Richard: It very much depends on the client’s market. Sometimes price is very important in a commodity market where there is little difference between solutions. In markets where there is differentiation, the rank order of the criteria in losses and wins can be very different. If the market is very value-added, price can be quite low on both sides of the analysis.
Dan: I think most FinTech solutions in electronic trading are presented as a new concept, or a new paradigm. But in fact, this market is an established market. With noted exceptions, competition is really at the commodity level. How does that make a difference?
Richard: Take, for example, a deal involving multiple database vendors. It’s a commodity sale: the features are the same. So, you get other issues that factor in the buyer’s decision – like what platforms do you support, what latency; and often, it’s more about price. The features aren’t relevant.
However, for security software, those are more differentiated, so the features are important. And you can charge more. Thus, the impact of price on winning and losing falls in relative importance. And the winning and losing reasons can be in a different order. This is why it’s important to show both wins and losses separately in an analysis.
Dan: Yes. And further, when FinTech is used to support the buyer’s “secret sauce,” as is often the case, nobody wants to disclose what they’re using. When a customer buys a back-office automation solution simply to reduce the costs in a part of the business that doesn’t make or break their own differentiators, buyers might divulge more. But when a customer buys a front-office solution to support revenues or unique trading strategies, as in a differentiated execution management system, or an algorithmic trading solution, they don’t want to let “the street” in on what they’re using. This makes win/loss analysis a particular challenge for solution vendors. It’s difficult to get feedback particularly on the wins. This results in the inability to make the distinction between winning and losing factors.

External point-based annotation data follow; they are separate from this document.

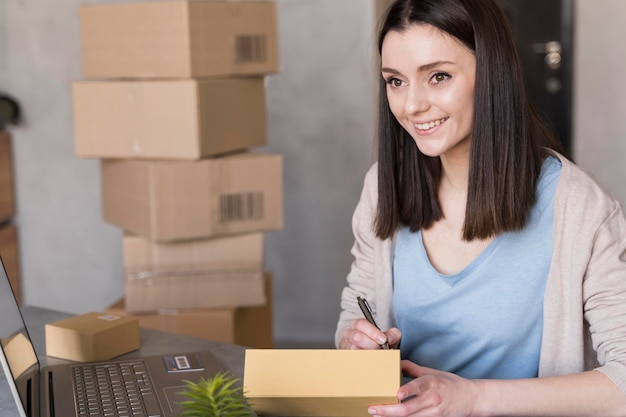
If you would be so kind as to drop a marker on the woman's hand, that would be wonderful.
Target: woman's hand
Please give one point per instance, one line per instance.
(432, 393)
(363, 335)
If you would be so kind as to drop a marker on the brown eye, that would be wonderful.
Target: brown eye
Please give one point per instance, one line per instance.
(394, 82)
(440, 77)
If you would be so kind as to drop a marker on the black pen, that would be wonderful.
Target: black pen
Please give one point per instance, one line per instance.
(367, 312)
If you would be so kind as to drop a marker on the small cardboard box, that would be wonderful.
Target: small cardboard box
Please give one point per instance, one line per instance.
(19, 353)
(156, 291)
(179, 39)
(10, 258)
(92, 336)
(245, 326)
(320, 382)
(177, 200)
(168, 119)
(144, 256)
(7, 197)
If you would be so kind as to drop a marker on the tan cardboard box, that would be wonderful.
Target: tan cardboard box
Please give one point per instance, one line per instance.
(92, 336)
(179, 39)
(7, 197)
(144, 256)
(10, 257)
(245, 326)
(19, 353)
(168, 119)
(320, 382)
(177, 200)
(149, 293)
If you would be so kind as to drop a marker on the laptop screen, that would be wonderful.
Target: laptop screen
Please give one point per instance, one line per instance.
(19, 360)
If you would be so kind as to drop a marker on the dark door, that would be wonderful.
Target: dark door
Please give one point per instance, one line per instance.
(543, 34)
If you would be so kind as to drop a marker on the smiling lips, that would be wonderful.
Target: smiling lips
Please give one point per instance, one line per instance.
(429, 125)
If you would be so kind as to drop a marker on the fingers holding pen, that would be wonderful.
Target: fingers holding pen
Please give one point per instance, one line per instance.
(363, 335)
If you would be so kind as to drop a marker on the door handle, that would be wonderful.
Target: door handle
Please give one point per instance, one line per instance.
(552, 50)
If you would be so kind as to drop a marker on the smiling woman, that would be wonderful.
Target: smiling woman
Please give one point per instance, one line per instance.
(430, 88)
(474, 234)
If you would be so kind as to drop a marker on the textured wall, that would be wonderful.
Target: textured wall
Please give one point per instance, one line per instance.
(600, 92)
(321, 110)
(321, 118)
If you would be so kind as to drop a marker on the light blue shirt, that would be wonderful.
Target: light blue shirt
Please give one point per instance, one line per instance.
(485, 321)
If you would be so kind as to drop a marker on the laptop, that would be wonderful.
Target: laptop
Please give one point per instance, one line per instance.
(146, 386)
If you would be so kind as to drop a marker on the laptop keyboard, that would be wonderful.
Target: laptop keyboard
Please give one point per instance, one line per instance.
(114, 390)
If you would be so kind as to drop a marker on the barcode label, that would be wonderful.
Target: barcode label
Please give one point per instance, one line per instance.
(250, 48)
(182, 362)
(238, 207)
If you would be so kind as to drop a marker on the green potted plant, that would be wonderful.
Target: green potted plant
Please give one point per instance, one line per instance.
(218, 396)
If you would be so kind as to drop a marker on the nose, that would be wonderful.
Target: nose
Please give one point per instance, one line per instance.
(416, 100)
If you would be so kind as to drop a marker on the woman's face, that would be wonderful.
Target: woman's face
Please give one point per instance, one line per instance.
(430, 79)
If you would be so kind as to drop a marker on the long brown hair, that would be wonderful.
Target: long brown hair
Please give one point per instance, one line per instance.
(509, 140)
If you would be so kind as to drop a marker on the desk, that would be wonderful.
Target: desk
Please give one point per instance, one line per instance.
(153, 342)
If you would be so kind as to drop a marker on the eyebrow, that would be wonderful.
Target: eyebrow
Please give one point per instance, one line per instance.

Richard: Yes. This is why win/loss interviews should be anonymous and blind wherever possible, meaning confidential interviews. This is important because it elicits the truth.
[For more on non-blind interviews where required, see Win/Loss Best Practice #1: Confidential Interviews]
Dan: In my FinTech interview experience, respondents initially tend to be distrustful, even of promises of anonymous and blind interviews. And once a respondent is satisfied that their individual and company name will not be published or identified in any way, then the reluctant FinTech person might speak. Whereas otherwise they definitely would not. Even when they do speak about their secret sauce, they only do so in general terms.
Richard: That’s the problem with most win/loss analyses, which rely on non-anonymous introductions. The main reason to do it that way is that it’s easier for the win/loss vendor. But that doesn’t get to the truth. And therefore lacks credibility. If you can conduct anonymous and blind interviews, and distinguish between your winning and losing factors, then you can present both sides to the stakeholders. In fact, have the winning sales rep present the analysis results. It gets attention and has credibility.
Dan: Thanks Richard. Studying wins and losses really is a problem of asymmetry. You need to study both sides carefully.